Today I was able to tell everyone that I'm taking on a huge job, one that scares the shit out of me, one that I said yes to when most of me was screaming no.
My gut won out though, over everything else my gut said: "You're scared and exhilarated all at once at the thought of this, do it".
My brain was all like: "YOU STUPID BITCH! EARLY STARTS?! NO. NOT AGAIN!"
I've a history of saving yes when I'm feeling scared, it's worked out ok truth be told.
The other reason today weighed heavily on me is that two years ago, I said a final goodbye to my Nana.
It's funny how grief can sneak up and take your breath away, you find yourself in the eye of it, doubled over silently screaming in the shower, before you can catch up to what's happening to you.
Her funeral was 730 days ago today. How has it been that long?
You know the part when they lower your person into the ground for the final time and the realisation hits that you won't physically see them ever again.

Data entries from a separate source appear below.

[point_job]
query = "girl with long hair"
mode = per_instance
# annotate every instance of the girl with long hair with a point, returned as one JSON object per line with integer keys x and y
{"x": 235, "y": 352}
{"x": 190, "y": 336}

It washes over you like a cement wave.
I always go back to that part, as it's the cleanest and most bracing reality check I've ever had. I remember standing there, wanting to let the grief consume me. It felt easy and warm. She was my everything that woman.
So today, when at times I felt overwhelmed or worried about this new job I remembered that moment, that's the real stuff, the stuff of life.
She'd have been very proud upon hearing my news, she'd have gone down to the church plant shop and told all the ladies who worked there with her.
The radio is going to be super great, I'm either going to succeed or fail and either is ok. A lot has been written about the pressure I'm under, my competition, our ratings- but all I can do, all we can do, is make our own brand of magic and hope it sticks. I have a dream team behind me and a co-host I truly adore, for real.
So dear listeners, if you'll have me, I'm all yours, even the broken parts, I can't promise you perfection but I know Harley Breen and I will give you everything we have.